By Jack Kim
SEOUL (Reuters) - North Korea shows no sign of giving up its pursuit of nuclear weapons and remains a threat to the South, the top U.S. military official said Thursday, urging China to lean on its ally to exercise restraint.
"North Korea shows no signs of relenting in pursuit of its nuclear capabilities, and I'm not convinced that they won't provoke again," Admiral Mike Mullen, chairman of the U.S. Joint Chiefs of Staff, told reporters during a visit to the South.
"I've said for a long time that the only thing predictable about North Korea is their unpredictability."
Mullen attended the change of command of about 30,000 U.S. troops stationed in the South to General James Thurman from outgoing commander General Walter Sharp.

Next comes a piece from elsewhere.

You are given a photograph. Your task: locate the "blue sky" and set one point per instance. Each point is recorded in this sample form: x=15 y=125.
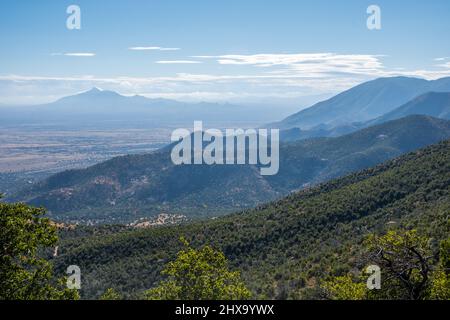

"(The) expectation at least from my perspective, that unless the leadership in the North is deterred, they will continue to do that," Mullen said, referring to the sinking of a South Korean navy ship and the bombing of an island last year.
Mullen, who was in Beijing earlier, said that Chinese military leaders agreed it was important to maintain stability in North Korea. Most experts and officials believe the North Korean regime is not at risk of collapse.
But they say there are signs of discontent as the North tries to continue dynastic rule by working on succession of power from current leader Kim Jong-il to his youngest known son, Jong-un.
Mullen said the North's aggressive behavior toward South Korea may be linked to the succession process underway in Pyongyang.
"We have a sense of urgency to essentially work on planning to deter the North from further provocations. Whether they will be deterred or not, that's to be seen."